Without a control group and without a way for a clinician to say that the test had a "negative impact" on clinical care, I'm a bit torn about providing an answer. With the current design, you are necessarily biased toward finding some "positive impact." The following will also provide some guidance if the design is improved.
Without a control group, your outcome will be the fraction of patients in which the clinician decided that the new test had "positive impact." That's just a binomial proportion, although your study design requires some further consideration described below.
Start with the (unrealistic) assumption that the "positive impact" determinations are independent of each other. You calculate the fraction of "positive impact" cases at the end of the study. Whether that ends up being 10% or 20% or 40%, that's a point estimate of the fraction regardless of sample size.
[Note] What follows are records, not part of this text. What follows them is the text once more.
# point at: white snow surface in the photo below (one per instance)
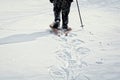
(28, 51)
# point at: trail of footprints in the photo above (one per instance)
(71, 55)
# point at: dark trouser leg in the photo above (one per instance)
(65, 13)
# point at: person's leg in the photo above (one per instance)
(65, 12)
(57, 10)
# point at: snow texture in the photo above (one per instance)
(28, 51)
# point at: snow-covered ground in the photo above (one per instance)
(28, 51)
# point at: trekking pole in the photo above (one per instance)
(79, 14)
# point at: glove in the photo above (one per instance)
(51, 1)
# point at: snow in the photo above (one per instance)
(28, 51)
The sample size has to do with how closely you want to estimate that fraction, typically evaluated with the confidence interval (CI) around the point estimate. There are several ways to calculate CI for binomial proportions. The binconf()
function in the R Hmisc
package provides 3 of them. For example, if you have a 20% "positive impact" among 100 patients, your 95% CI (the default) would be estimated as:
Hmisc::binconf(20,100,method="all")
# PointEst Lower Upper
# Exact 0.2 0.1266556 0.2918427
# Wilson 0.2 0.1333669 0.2888292
# Asymptotic 0.2 0.1216014 0.2783986
Are those limits narrow enough? If not, see what happens with more cases at the same estimated "positive impact":
Hmisc::binconf(100,500,method="all")
# PointEst Lower Upper
# Exact 0.2 0.1658001 0.2377918
# Wilson 0.2 0.1672855 0.2372891
# Asymptotic 0.2 0.1649391 0.2350609
Proceed similarly for any combination of sample size and assumed "positive impact."
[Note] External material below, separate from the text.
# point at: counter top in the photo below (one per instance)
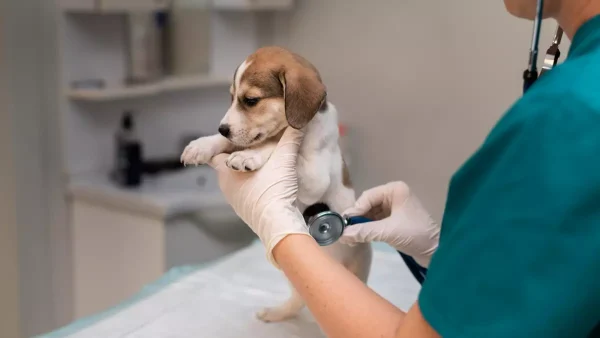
(166, 195)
The assumption of independent assessments probably isn't wise here. Clinicians are likely to differ in their tendency to call a "positive impact"; your model needs to take that into account in some way. If you have 6 or more clinicians you could extend this to a binomial (logistic) regression with the clinicians as a random (intercept) effect. That can be implemented, for example, via the lmer()
function in the R lme4
package
In that situation you would be wise to simulate large data sets based on assumptions about the "positive impact" overall and about how much clinicians will differ in terms of assigning a "positive impact." Then sample from those data sets repeatedly (allowing for differences among clinicians in the numbers of cases) and perform your binomial regression on each sample to get an idea of how narrow your confidence intervals will be.